Turgut Özal Tıp Merkezi olarak şuana kadar 6 hastaya plazma naklinin gerçekleştirildiğini kaydeden Errkurt, “Biz, şimdiye kadar 4 vericimizden plazma toplamıştık. Bugünde 2 vericimiz olmak üzere 6 vericimizden plazma toplamış olacağız. Bugüne kadar 6 hastamıza plazma ulaştırdık, tedavide kullandık. Bugünde 2 hastamıza kullanacağız. 6 sağlıklı vericimizden plazma alıp, 8 hastamıza plazma kullanmış olacağız. Plazma sonuçlarına baktığımızda bu yoğun bakımdaki kritik hastalara kullanılmaktadır. Plazma alan hastalarımızdan gördüğümüzde ve Türkiye’den gelen haberlere baktığımızda ilk sonuçları olumlu olarak görülmektedir. Yoğun bakımdaki ve kritik durumdaki hastalarımıza etkili bir tedavi olarak durmaktadır. Tabi ki daha çok hastamıza kullanarak, daha net sonuçlar almamız lazım. Bu yüzden plazma bağışının daha fazla olması lazım, şuan için bağış yeterli değil. O bakımdan iyileşmiş hastalarımızın plazma bağışı için öncelikle Kızılay’a ve diğer ruhsatlı aferez merkezlerine başvurarak plazma bağışında bulunmasını öneriyoruz. Şu aşamada plazma az olduğu için yoğun bakımdaki solunum cihazına bağlı, kritik durumdaki hastalarda kullanılmaya başlandı. Ancak bizim elde ettiğimiz deneyimlere göre bu hastalar solunum cihazına bağlanmadan iyileşmeyi hızlandırabiliriz. O bakımdan yine plazmanın çok olmazı lazım ki kritik hastalara değil de ondan bir önceki evrede de kullanabilelim. O zaman immün yanıt yani vücudum savunma sistemi daha diriyken plazmayı kullanmak bu hastalarımızda çok daha etkili olacaktır” şeklinde konuştu.

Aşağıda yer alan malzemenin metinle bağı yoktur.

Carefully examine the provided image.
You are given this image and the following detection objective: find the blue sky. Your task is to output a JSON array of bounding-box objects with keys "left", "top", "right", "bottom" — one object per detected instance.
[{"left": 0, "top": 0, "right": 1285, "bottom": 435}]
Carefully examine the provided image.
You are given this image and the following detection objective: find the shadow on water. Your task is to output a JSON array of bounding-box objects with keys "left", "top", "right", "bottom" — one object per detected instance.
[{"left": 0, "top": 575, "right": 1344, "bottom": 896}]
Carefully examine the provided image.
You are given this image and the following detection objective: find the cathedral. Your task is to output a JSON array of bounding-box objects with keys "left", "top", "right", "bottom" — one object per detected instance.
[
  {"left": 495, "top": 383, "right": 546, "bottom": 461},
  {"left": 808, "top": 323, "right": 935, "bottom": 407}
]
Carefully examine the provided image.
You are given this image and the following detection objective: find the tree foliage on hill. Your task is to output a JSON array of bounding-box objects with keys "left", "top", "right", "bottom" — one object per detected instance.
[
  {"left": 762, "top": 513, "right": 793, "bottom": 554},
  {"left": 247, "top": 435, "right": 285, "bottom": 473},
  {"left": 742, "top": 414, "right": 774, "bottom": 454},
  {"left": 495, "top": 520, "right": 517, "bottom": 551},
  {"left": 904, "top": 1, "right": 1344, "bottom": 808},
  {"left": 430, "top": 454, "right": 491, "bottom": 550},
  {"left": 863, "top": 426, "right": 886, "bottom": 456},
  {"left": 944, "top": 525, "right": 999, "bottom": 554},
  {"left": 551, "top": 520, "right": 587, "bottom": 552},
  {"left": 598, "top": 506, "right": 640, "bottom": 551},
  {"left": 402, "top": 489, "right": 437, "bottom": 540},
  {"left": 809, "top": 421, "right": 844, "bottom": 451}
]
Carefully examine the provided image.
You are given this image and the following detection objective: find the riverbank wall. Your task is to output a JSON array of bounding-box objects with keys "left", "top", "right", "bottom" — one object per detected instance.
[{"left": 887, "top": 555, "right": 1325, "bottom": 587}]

Baba Gıyasettin B. bağış yaptığı için mutlu olduğunu kaydederek, "Bir hayat kurtarırsak ne mutlu bize. İyileşen hastalar plazma versin. Oğlum iyileşti oğlumu da getirdik. Şu an mutluyuz. Doktorlarımız çok şükür bizi kurtardı, diğer hastalar için çalışıyorlar. Allah razı olsun, bir hayatta biz kurtaralım dedik” ifadelerini kullandı.
Semih B. de herkesi plazma vermeye davet ederek, "Bir hayat, bir hayattır. Elimizden geldiği kadar vermeye çalışıyoruz. Ben ilk defa plazma veriyorum alırlarsa daha da vereceğim" diye konuştu.